I'm not Jean ValJean.

Saw a post today from Average Married Dad that hit home with me.

Who Are You?

Most of us who found, and took, the Red Pill often start with the basics.  Getting in shape, dress better, take more charge of our lives, but why.  The vital question that needs to be asked is to what end.  I, like many, started this because my married life sucks, but again that is just a start.

Who do I want to be when I'm done?

Average Married Dad asked himself the same question, but from a different direction.  He started from the outside and wanted to make what's inside match.  My journey strated from the inside, and the work is making the outside match.

I don't have any idea how anyone can figure this out, but I wanted to write how I personally am at least starting to find and figure out myself.

Just to make it easy I'll start with my physical self.  I won't drag this out beyond saying that I spent many years as a non-competitive weightlifter.  That is code for I liked to lift weights but didn't work on my diet.  Was big and strong but fat and out of shape.  And the truth is I was never really that strong.
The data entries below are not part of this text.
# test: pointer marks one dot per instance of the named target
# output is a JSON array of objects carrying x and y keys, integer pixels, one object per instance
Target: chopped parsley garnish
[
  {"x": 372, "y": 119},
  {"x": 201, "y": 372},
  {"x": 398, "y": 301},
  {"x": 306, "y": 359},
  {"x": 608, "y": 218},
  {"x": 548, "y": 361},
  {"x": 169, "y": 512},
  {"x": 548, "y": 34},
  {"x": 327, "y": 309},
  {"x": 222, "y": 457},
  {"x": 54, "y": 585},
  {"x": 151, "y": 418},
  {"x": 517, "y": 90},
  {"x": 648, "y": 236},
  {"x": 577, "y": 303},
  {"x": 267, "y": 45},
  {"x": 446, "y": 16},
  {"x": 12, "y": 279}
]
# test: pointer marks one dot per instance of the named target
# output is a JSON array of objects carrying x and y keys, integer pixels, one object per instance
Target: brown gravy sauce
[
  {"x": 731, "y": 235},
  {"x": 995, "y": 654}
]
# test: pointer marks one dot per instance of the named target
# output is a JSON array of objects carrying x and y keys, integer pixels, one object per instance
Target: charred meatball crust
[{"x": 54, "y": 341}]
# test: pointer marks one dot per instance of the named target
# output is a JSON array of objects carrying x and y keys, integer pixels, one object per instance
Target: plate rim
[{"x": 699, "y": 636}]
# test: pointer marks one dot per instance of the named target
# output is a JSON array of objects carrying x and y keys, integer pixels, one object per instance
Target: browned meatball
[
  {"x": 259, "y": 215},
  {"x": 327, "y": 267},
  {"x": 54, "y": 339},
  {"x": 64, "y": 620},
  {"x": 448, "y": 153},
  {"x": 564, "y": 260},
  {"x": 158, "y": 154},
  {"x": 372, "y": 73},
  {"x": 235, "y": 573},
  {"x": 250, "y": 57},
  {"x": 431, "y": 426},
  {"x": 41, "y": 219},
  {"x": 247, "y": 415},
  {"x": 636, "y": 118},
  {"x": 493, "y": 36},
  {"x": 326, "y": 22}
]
One of the things I really needed to ask myself is what do I want to look like.  It's easy to say get in better shape and have muscles, but as most goal setters will tell you that is just not enough.  I needed to look inside and see who I really am.  To be specific and figure out what I wanted, and I did.  Without getting to detailed let's just say I am going for a crossfitter who is stronger than he is in shape, if that makes any sense.  I like being big and I will never have super low body fat, but I can keep my size and get abs and that is what I am focusing on.

For clothing it was bit easier.  I know my wife likes to see me in a suit but I will never be someone who is comfortable dressing like a GQ model.  I am a jeans and work boots kind of guy, which is also what my job is.  But the effort is in still making an effort to look your best even when you don't have to.  This past weekend I bought some new jeans that fit and am always on the lookout for comfortable clothes that I can wear to work but still look nice.  It's a work in progress, since I don't have the money or knowledge to just buy all new stuff, but every few weeks I up my game.

How I act will be the biggest, and hardest change, to make.  Much like Average Dad the difference between internal/external is pretty big with me.  I've started the process by being more Alpha in my daily interactions with everyone but it will be a long road for me.

Like I said, I don't have any insight into how to find this person hiding inside of you.  But you need to figure out who it is.  My person most likely will change as I progress in my journey, and my goals and actions will change as well, but for now I know who I am inside and what I need to do to make that the outside person as well.